The standard Oxford offer states that only Biology A-level is essential. In terms of Maths and Chemistry used in the course very little correlates to A-level. The main advantages of Chemistry are in understanding the movement of polar molecules, and some practical techniques such as using burettes and colorimeters. The only Maths used is Statistics and this is taught from the starting point of somebody with Maths A-level so neither is essential. However both will be useful; and a great number of other good universities insist upon Chemistry A-level for Biology, so abandoning it completely may restrict your choices for the other four places on your UCAS form.
I seem to get a lot of questions about what to read before you come up, or just to prepare for interview. Here's my list of good pop-science books and things that might interest you.
- Genome' by Matt Ridley
Ridley has written several books that are good introductions to various parts of genetics and the genome, but this is the most recent and, in my opinion, the best. Each chapter is based upon the 'story' of one chromosome and one part of the human character. It's interesting but also very well written even for a pop science book.
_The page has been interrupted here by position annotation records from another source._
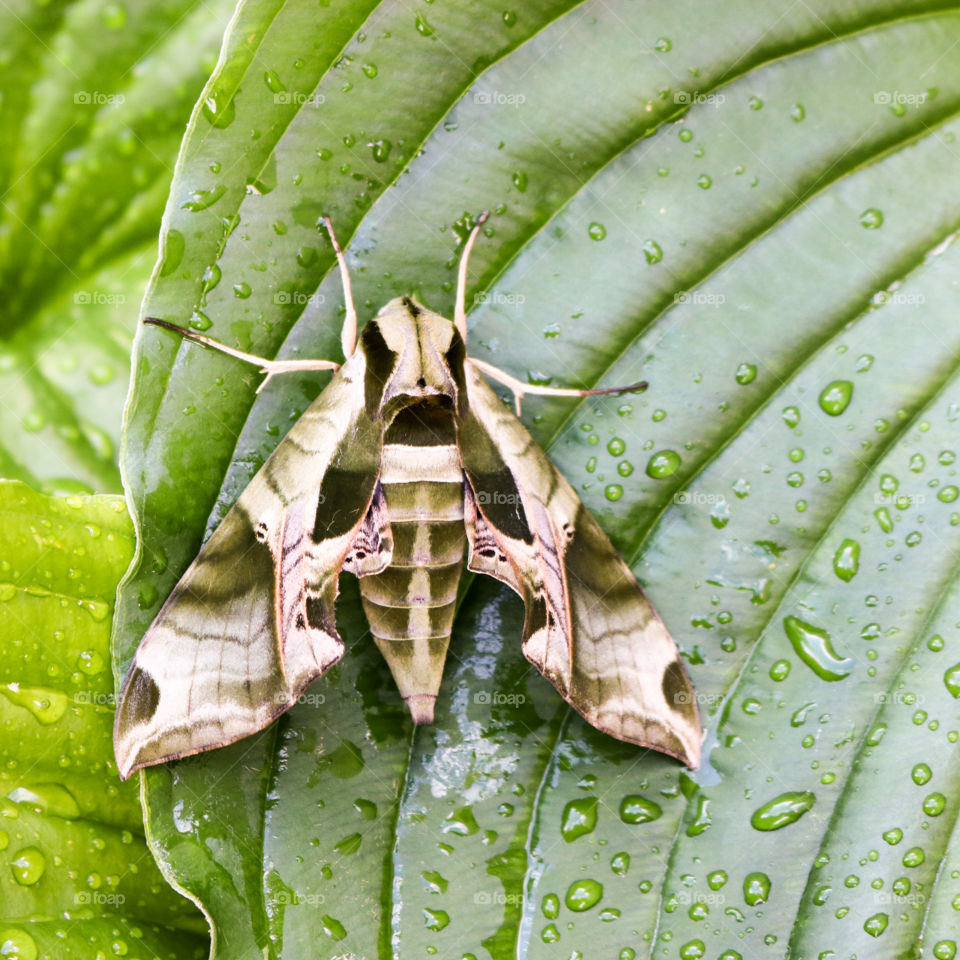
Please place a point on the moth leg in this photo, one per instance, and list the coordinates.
(519, 388)
(460, 310)
(348, 335)
(269, 367)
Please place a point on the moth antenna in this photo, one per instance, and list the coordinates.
(460, 310)
(269, 367)
(519, 388)
(348, 335)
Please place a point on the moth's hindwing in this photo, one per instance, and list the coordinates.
(590, 629)
(251, 622)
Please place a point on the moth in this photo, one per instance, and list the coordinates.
(405, 466)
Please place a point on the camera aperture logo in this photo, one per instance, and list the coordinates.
(98, 898)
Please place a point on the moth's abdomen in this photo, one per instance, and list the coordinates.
(410, 605)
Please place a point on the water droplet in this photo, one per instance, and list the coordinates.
(273, 82)
(333, 928)
(756, 888)
(435, 919)
(637, 809)
(582, 895)
(423, 28)
(381, 150)
(814, 646)
(17, 945)
(652, 251)
(349, 844)
(662, 464)
(913, 857)
(203, 199)
(579, 818)
(835, 397)
(846, 561)
(28, 866)
(48, 706)
(782, 810)
(921, 774)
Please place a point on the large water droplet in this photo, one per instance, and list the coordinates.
(579, 818)
(48, 706)
(662, 464)
(582, 895)
(814, 646)
(637, 809)
(17, 945)
(783, 810)
(846, 561)
(835, 397)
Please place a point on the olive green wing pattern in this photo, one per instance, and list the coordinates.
(251, 622)
(590, 629)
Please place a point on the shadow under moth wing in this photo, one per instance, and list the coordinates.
(407, 460)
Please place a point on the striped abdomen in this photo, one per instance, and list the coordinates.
(411, 604)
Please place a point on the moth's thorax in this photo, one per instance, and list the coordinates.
(412, 354)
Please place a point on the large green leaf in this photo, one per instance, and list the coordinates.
(747, 204)
(77, 878)
(94, 99)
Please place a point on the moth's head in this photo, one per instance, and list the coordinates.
(413, 355)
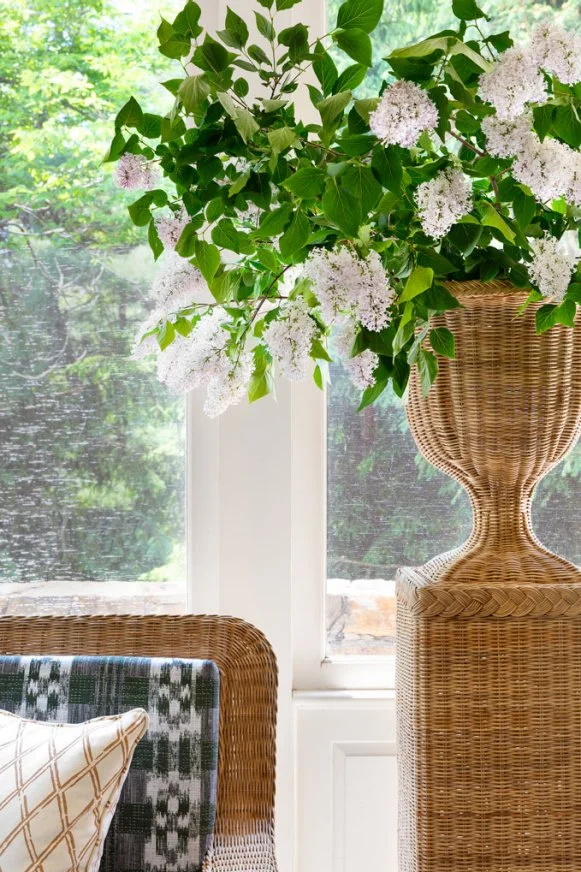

- The Selfish Gene by Richard Dawkins.
Everybody under the sun reads, or claims to read this book for Biology. I personally never did and thankfully never claimed to, but at some point during your career you "will" read it: so you might as well do it now! Make sure you properly understand it though: you should be able to state Hamilton's Rule, explain eusociality, know what genetic determinism is and so on. Because it's such a popular read, you're likely to be asked about it if you say you've read it so make sure you're on the ball!
- Power, Sex, Suicide: Mitochondria and the Meaning of Life by Nick Lane
If your particular interest lies in biochemistry then this is another popular book, which you should be able to navigate with your A-level knowledge and a bit of common sense.
- An introduction to animal behaviour by MS Dawkins / An Introduction to Behavioural Ecology by Krebs and Davies
If animal biology is more your thing then either of these two books will be a good read. The Dawkins book is the shorter of the two and covers the experiments done to investigate animal behaviour. The Animal Behaviour lecture course is based on the information contained therein. Krebs and Davies is actually a textbook, but quite a small one and very readable. If it's in a library near you then it's definitely worth reading a chapter or two to glean some information about the weird and wonderful world of behaviour.
- The Rhythms of Life by Foster and Kreizmann
Only attempt if you're feeling brave and like biochemistry. Circadian rhythms are the internal clocks that tell our body when to wake up, when to sleep, when to eat and even when to have sex. They have been documented in mammals, in insects and even in plants. The Rhythms of Life is about the control of the clock by the SCN (suprachiasmatic nuclei). It's likely to be heavy going so only attempt it if you're feeling brave, but it's short, well explained, and makes for fascinating reading.